Winter’s Wedding Words: Wedding

Are you a betting person? Fond of a flutter? Paying wages? Planning a wedding is closer to all of these than you might have ever thought.

You feeling lucky, punk?

The word ‘wedding’ comes from the Old English ‘weddian’, which meant to covenant, engage or pledge. Germanic linguistic history gives us loads of similar words meaning pledge, such as ‘weddia’ in Old Frisian, ‘wedden’ in Low Middle German and Middle and modern Dutch and ‘vedhja’ in Old Icelandic. Gothic also had ‘gawadjōn’ which actually meant to marry or espouse.

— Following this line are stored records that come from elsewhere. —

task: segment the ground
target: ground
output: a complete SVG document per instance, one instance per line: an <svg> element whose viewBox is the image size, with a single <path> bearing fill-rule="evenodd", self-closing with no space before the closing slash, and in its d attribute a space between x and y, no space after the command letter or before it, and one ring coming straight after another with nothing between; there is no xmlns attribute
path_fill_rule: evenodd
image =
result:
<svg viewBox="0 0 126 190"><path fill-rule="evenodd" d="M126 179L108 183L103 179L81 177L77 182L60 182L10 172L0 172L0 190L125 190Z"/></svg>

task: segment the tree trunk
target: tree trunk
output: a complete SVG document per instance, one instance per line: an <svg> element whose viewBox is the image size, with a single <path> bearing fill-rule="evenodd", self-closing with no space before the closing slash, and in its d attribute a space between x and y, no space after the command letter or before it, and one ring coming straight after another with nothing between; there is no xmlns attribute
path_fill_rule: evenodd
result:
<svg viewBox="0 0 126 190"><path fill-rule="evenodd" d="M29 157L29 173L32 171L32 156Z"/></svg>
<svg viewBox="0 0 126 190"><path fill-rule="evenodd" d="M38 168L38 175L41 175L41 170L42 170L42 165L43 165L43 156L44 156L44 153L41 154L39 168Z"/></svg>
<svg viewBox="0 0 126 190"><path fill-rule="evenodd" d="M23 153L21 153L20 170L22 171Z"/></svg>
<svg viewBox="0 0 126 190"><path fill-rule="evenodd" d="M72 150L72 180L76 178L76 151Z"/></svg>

So it’s no great leap to see the connection to Modern German’s ‘wetten’, which means to wager or bet, as well as pledge. When you think about betting, what you’re actually doing is promising to pay if you’re wrong. Indeed, Old English ‘wedd’ meant being pawned or mortgaged.

Our Modern English word ‘wages’ also has the same linguistic root, wages also being a promise or pledge, i.e. of a reward for completed work.The germanic languages seem to agree; Middle and Modern Dutch ‘wedde’ means wages.

The Latinate side of English’s origins cognates with the germanic too. Latin’s ‘vas’ (genitive ‘vadis’) and Lithuanian’s ‘vādas’ meant surety or bail.

Finally, ‘wedlock’ doesn’t actually have anything to do with locks. It is simply Old English ‘wedd’ (pledge) plus the suffix ‘lac’ which signified a noun. The suffix changed to ‘lock’ by folk etymology, through association with the similar sounding ‘lock’.